# Toro ccr 2000 problem



## AlTep55 (Jan 29, 2009)

Could anyone give me an advise? I accidentally over flow the oil in gas-oil mixture for my Toro CCR 2000. Of course it died in the middle of driveway. Could anyone experienced with this snow thrower give me an advise on how to clean it and make it work again the most efficient way? (I am not proficient with small engines at all).

Thank you for all who will give me any suggestion.


----------



## leon (Nov 18, 2008)

*toro problem*



AlTep55;734907 said:


> Could anyone give me an advise? I accidentally over flow the oil in gas-oil mixture for my Toro CCR 2000. Of course it died in the middle of driveway. Could anyone experienced with this snow thrower give me an advise on how to clean it and make it work again the most efficient way? (I am not proficient with small engines at all).
> 
> Thank you for all who will give me any suggestion.


I can assume you used a 2.5 gallon mix for a one gallon can-been there done that-cold tired lots of snow in the driveway

Drain all the fuel oil mix out of the snow blower into a larger gas can-do not throw it away. Remove the upper shroud-all the screws are easily removed and remove the spark plug,

Pull the recoil a few times to clear any exess oil, clean or replace the old spark plug with a new properly gapped plug-do not over tighten it just a little more than hand tight.

Take the gas oil mix you have and pour it into a five gallon can-assuming you one, add more gasoline to dilute the oil in the gasoline and you will be able to use te gas and not worry about throwing it away or taking it to a recycling station to dispose of it like waste oil.

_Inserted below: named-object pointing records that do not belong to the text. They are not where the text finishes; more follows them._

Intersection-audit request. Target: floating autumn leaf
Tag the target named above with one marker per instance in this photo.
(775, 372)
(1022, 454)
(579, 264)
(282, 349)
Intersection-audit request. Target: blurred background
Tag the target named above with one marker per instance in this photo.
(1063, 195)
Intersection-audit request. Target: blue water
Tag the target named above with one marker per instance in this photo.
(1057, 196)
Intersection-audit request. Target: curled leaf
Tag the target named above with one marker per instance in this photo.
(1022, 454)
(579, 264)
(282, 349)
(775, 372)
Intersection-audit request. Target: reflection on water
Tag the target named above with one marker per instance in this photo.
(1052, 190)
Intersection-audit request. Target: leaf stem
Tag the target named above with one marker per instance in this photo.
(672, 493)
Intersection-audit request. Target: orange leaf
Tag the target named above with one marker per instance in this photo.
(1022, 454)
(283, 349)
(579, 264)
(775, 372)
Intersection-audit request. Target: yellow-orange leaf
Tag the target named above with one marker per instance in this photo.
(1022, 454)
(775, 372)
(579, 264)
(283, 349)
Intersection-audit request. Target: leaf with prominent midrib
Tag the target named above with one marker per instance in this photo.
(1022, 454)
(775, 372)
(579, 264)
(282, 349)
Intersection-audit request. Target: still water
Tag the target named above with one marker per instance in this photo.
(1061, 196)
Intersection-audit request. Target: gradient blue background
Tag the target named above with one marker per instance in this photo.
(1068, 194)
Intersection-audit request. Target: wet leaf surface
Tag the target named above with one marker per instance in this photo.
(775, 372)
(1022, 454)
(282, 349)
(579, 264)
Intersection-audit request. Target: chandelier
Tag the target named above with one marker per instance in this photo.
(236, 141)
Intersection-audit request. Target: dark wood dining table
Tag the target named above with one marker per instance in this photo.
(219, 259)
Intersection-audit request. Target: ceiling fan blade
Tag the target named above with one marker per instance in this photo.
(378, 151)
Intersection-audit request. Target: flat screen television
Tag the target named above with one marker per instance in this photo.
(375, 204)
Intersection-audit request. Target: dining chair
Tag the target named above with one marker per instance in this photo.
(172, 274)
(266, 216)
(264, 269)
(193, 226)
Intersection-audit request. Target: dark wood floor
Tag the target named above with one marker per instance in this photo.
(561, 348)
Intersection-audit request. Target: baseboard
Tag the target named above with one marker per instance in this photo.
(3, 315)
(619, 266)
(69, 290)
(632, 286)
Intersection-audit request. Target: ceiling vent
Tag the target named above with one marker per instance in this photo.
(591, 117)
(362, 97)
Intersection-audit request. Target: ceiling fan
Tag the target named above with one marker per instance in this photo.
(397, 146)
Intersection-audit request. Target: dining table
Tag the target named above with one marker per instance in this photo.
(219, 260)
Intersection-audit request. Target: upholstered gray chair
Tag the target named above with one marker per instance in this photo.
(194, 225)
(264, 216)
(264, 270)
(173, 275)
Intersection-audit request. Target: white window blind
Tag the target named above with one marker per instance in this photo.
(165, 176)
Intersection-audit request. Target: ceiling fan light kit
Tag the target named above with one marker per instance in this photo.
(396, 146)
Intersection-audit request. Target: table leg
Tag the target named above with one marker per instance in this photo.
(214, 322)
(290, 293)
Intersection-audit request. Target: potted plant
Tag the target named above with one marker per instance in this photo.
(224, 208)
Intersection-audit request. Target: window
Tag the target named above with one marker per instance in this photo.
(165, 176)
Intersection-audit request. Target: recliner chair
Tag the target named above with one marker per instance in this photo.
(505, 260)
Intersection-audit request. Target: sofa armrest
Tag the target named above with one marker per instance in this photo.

Have fun and let that toro tear into the driveway snow packmake sure your wearing your hearing protection. Don't forget to let it scrape the asphault bare by tilting it forward to let walk by itself. These lttle varmints sure beat shoveling!!!

leon


----------



## AlTep55 (Jan 29, 2009)

*Thank you!*

Thank you very much, Leon. This season is killing me.

Alex


----------